What are the underwriting discounts and offering expenses, and how will they impact net proceeds to NusaTrip? | NUTR (Aug 15, 2025) | Candlesense

What are the underwriting discounts and offering expenses, and how will they impact net proceeds to NusaTrip?

Under‑writing discounts & offering costs – The press release states that the $15 million gross proceeds from the 3.75 million‑share IPO will be reduced by “underwriting discounts and offering expenses,” but it does not disclose the exact amounts. In a typical U.S. IPO of this size, the manager‑underwriter spread runs roughly 5 %–7 % of gross proceeds, and ancillary expenses (legal, filing, printing, listing fees, etc.) usually add another 0.5 %–1 % of the raise. Using those industry averages, we can estimate:

Item Approx. % of gross Approx. dollar amount
Under‑writing discount (≈6 %) 6 % ≈ $900 k
Offering expenses (≈0.7 %) 0.7 % ≈ $105 k
Estimated net proceeds ≈ $13.9 million

The precise figures will be disclosed in the final prospectus, but the net cash actually received by NusaTrip is likely to be in the $13.5 – $14 million range after the customary deductions.

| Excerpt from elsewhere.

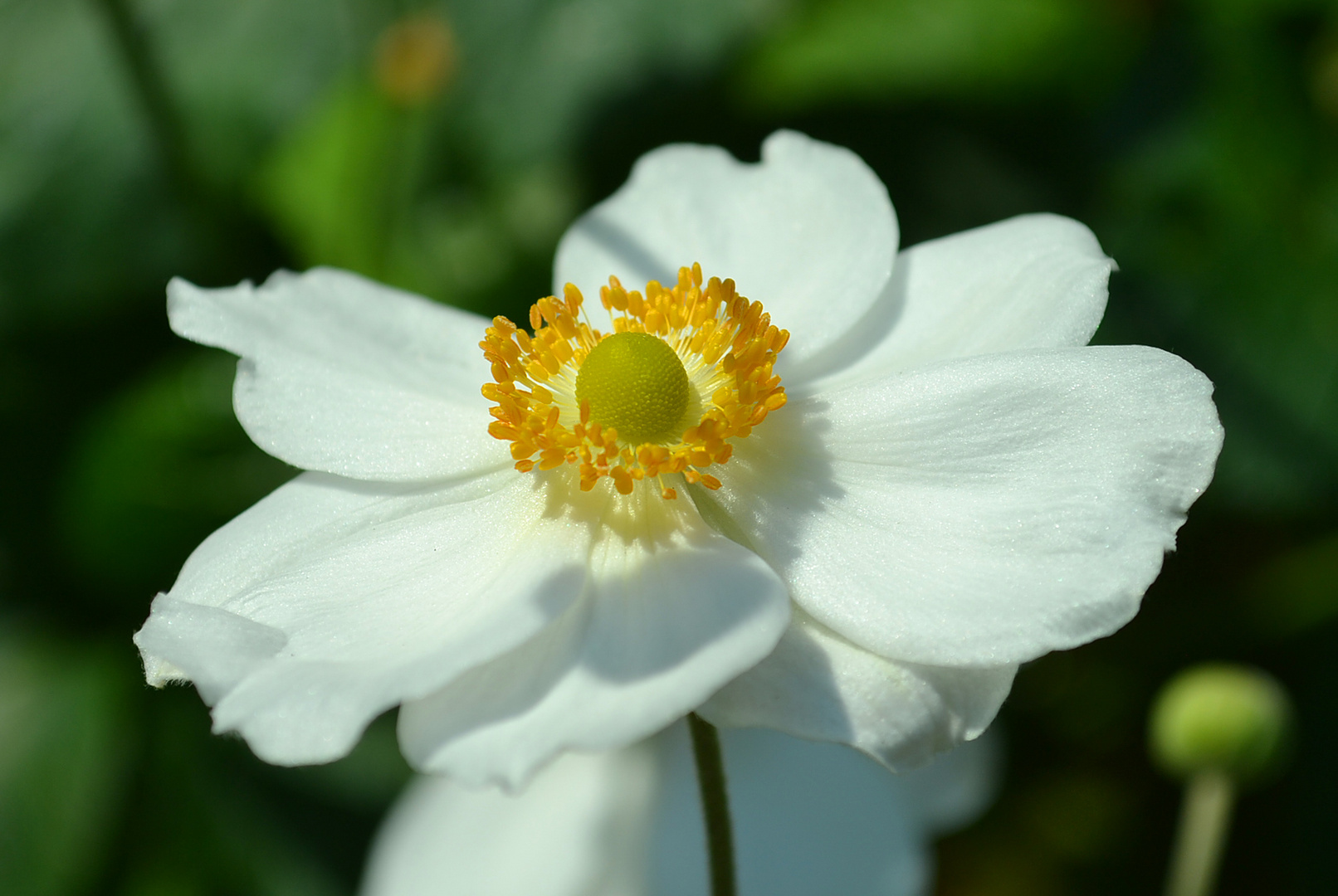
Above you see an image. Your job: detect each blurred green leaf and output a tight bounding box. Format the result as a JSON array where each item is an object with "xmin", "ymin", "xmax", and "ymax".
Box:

Impact on valuation and trading – The reduction from $15 million to roughly $14 million means the effective capital raised per share is about $3.73–$3.75 rather than $4.00. For investors, this lowers the amount of fresh equity capital available for the company’s growth initiatives (product expansion, marketing in SE‑Asia, technology upgrades) and slightly tightens the dilution impact. In practice, the market will price the stock based on the net proceeds, the company’s post‑IPO balance‑sheet strength, and its growth runway. Expect modest upside if NusaTrip can deploy the near‑$14 million efficiently—e.g., expanding its travel‑booking platform, forging airline/OTA partnerships, or entering new APAC markets. Conversely, any shortfall in the actual net proceeds (e.g., higher than expected underwriting spread) would modestly raise the implied cost of capital and could temper early‑trade enthusiasm.

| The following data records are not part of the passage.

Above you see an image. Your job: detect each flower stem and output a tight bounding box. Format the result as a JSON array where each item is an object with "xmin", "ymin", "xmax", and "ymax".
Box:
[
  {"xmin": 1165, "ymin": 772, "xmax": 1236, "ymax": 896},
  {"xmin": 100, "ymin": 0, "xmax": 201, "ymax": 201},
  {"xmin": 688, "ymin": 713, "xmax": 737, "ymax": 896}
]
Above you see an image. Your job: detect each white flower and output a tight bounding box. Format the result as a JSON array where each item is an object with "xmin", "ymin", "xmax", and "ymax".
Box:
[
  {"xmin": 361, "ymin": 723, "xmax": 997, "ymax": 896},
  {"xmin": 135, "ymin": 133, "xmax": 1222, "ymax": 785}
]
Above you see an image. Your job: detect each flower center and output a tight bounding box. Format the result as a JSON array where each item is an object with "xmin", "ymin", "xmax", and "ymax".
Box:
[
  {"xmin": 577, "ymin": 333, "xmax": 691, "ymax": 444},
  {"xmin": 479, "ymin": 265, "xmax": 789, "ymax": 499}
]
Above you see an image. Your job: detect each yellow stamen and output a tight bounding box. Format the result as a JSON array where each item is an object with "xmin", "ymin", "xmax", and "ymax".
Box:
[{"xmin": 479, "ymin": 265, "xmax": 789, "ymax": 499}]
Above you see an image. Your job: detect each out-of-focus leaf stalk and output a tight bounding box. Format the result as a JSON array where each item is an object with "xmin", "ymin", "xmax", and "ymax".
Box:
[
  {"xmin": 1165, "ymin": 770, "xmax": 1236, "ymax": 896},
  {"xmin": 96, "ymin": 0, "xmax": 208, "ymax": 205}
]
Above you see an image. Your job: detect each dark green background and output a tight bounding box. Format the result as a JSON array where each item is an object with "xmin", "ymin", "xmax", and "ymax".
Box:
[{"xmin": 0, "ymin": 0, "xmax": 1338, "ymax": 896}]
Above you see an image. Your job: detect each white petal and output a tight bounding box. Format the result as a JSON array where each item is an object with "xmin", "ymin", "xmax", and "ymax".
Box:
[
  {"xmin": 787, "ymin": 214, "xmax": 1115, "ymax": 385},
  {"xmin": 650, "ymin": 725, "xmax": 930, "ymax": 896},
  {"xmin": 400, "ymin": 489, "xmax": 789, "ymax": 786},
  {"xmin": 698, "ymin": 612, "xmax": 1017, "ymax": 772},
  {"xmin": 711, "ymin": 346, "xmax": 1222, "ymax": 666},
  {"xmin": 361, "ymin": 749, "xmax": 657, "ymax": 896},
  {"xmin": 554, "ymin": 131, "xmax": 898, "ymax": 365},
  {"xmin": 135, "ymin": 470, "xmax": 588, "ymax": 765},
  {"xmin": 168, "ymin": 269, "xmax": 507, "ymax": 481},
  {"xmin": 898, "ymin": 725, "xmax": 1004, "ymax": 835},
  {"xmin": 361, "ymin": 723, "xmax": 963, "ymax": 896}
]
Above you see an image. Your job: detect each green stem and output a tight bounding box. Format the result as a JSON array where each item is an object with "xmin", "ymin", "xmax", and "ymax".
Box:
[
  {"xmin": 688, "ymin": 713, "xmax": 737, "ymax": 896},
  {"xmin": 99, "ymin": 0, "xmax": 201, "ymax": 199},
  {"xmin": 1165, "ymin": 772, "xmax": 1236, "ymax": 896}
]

Actionable insight – For traders, the key is to watch the final prospectus filing (Form S‑1) for the exact discount and expense numbers. If the net proceeds are at the low end of the estimate, the IPO may be viewed as less capital‑rich, potentially limiting near‑term upside; you might look for a short‑term pull‑back after the initial pop. If the net proceeds are nearer $14 million, the IPO could sustain a modest rally, especially if the company’s use‑of‑proceeds narrative is compelling. Position accordingly: consider a small‑size entry on any pull‑back, targeting a 2 %–4 % intraday gain, while keeping an eye on post‑IPO institutional lock‑up expirations that could add volatility in the weeks following the debut.